Cloud services are experiencing performance issues
Incident Report for Think Cloud
Postmortem

Root Cause Analysis (RCA) Report
Date: October 22, 2023
To: Our Valued Clients
Subject: Service Outage Report and Root Cause Analysis

Dear Clients,

We would like to provide you with a detailed report on the recent service outage that occurred on October 17th, 2023, and the subsequent steps taken to resolve the issue. We understand the inconvenience this may have caused and are committed to transparency in addressing the situation.

Timeline of Events:

Tuesday, October 17th, 2023, 13:00 PM: An issue was initially diagnosed as a core switch problem within our cloud network.

Tuesday, October 17th, 2023, 16:30 PM: Our data centre engineers promptly replaced the core switch and reconfigured it; however, the problem persisted.

Tuesday, October 17th, 2023, 23:00 PM: Further investigation revealed issues within the cloud storage system, which our engineers began diagnosing.

Wednesday, October 18th, 2023, 03:00 AM: Our data centre engineers applied various fixes to the cloud storage, successfully restoring its functionality.

Wednesday, October 18th, 2023, 09:00 AM: Engineers began addressing configuration issues within the cloud network, including VLANs and port configurations.

Wednesday, October 18th, 2023, 16:00 PM: Configuration changes were tested and implemented on the network, resulting in a temporary service restoration.

Thursday, October 19th, 2023: The service was operational, albeit with occasional instability as our technicians continued to apply various stability fixes.

Root Cause Analysis:

The root cause of the outage was a combination of factors:

Core Switch Failure: The initial diagnosis of a core switch malfunction led to the replacement and reconfiguration of the switch. However, this did not resolve the issue.

Cloud Storage Issues: Subsequent investigation revealed problems within our cloud storage system, which were rectified by applying appropriate fixes.

Resolution and Preventative Measures:

To prevent a similar outage in the future, we have implemented the following measures:

Redundancy: We are working on implementing further redundancy in our core switches and cloud storage systems to minimise the impact of hardware failures.

Should you have any questions or concerns regarding this outage or our preventive measures, please do not hesitate to contact us. We value your business and trust in our services and remain dedicated to meeting your needs.

Sincerely,

Cloudspace

Posted Oct 22, 2023 - 20:43 BST

Resolved
This incident has been resolved.
Posted Oct 19, 2023 - 23:18 BST
Identified
We are aware that some of our cloud services are experiencing performance issues, and we are actively working to resolve them.

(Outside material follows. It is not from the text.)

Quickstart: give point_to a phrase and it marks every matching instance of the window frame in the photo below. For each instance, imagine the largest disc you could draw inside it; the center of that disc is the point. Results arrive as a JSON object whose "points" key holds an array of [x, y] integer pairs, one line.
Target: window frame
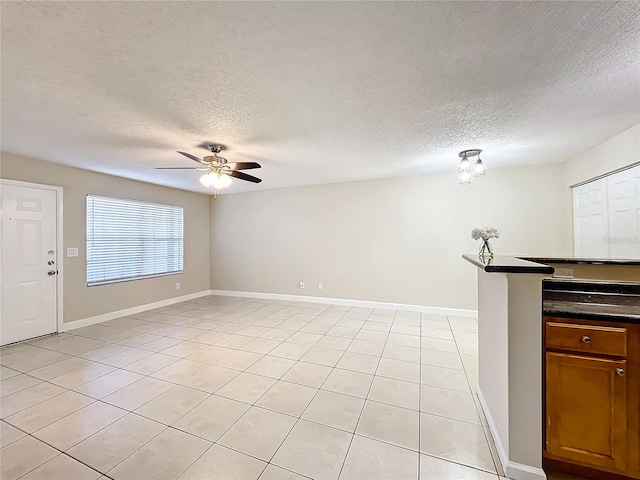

Our technical team has identified the root cause of the performance problems, and it is related to hardware within our cloud network infrastructure.

To address this issue, we are in the process of implementing new hardware and making necessary adjustments to restore optimal performance to our cloud services.

We are committed to resolving this matter as swiftly as possible to ensure the highest level of service quality.
Posted Oct 18, 2023 - 21:34 BST
This incident affected: Cloud Network.